The systems will initially be fielded to the British Army’s Special Operations Brigade’s new Ranger Regiment, “who operate in complex, high threat environments.” The fact that the Rangers are often deployed near/with U.S. and Canadian forces that also use direct impingement M4/C7 rifles, is probably a big reason for the selection of a fairly standard format, if top-shelf, AR.

Meanwhile, further deliveries are going to the Royal Marines starting in 2024 as part of the Commando Force Programme which will include not only the new rifle but also new night vision goggles, tactical communications systems, battlefield vehicles, and helmets.

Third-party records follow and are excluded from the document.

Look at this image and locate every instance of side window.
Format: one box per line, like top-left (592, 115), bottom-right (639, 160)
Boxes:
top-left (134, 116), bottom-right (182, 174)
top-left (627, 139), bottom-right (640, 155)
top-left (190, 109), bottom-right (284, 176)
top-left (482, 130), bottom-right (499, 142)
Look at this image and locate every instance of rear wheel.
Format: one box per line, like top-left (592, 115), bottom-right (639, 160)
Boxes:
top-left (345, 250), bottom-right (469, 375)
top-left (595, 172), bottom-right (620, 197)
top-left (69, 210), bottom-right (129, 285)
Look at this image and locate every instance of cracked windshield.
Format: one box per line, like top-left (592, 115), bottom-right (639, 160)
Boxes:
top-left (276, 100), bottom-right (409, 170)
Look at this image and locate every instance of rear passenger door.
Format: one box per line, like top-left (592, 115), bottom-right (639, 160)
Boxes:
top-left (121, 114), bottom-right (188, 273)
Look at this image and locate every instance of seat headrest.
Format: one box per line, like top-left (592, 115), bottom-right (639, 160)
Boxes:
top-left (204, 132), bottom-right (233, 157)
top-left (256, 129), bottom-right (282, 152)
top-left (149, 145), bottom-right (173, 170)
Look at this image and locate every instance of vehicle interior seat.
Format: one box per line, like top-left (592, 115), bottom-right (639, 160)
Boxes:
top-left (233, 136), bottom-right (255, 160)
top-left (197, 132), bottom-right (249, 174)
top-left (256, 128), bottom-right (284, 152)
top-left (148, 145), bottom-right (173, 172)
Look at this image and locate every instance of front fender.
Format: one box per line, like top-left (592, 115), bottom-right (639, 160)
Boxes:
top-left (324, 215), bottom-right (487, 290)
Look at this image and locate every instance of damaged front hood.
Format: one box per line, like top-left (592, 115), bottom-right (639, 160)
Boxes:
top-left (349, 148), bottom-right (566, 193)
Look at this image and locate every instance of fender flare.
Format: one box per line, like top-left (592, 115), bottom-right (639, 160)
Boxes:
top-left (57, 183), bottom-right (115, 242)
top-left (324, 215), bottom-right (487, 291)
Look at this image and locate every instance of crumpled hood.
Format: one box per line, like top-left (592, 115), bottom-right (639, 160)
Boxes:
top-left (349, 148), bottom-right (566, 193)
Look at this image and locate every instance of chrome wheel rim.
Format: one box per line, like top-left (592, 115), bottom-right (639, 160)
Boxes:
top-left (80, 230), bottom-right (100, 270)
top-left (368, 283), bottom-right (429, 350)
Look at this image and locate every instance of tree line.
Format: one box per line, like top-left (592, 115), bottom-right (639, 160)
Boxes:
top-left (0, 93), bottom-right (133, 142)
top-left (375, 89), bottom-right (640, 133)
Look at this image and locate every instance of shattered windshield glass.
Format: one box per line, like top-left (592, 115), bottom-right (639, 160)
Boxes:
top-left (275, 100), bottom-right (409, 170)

The L403A1 is not the only new American platform soon headed to service with the Royal Marines, intended primarily for Strike Companies and the Surveillance and Reconnaissance Squadron. The force is also fielding new LMT-made L129A2 Sharpshooter Rifles, chambered in 6.5 Creedmoor. These will be outfitted with Leupold scopes and HuxWrx suppressors, to equip two designated expert shooters in each Commando Force Strike Team with these upgraded rifles.

LMT has previously supplied the L129A1 series rifle, a development of the company’s LM308MWS chambered in 7.62 NATO, to the British military. LMT picked up a UK contract for the rifle in 2009 for 3,000 rifles and a follow-up contract with the New Zealand Army in 2011.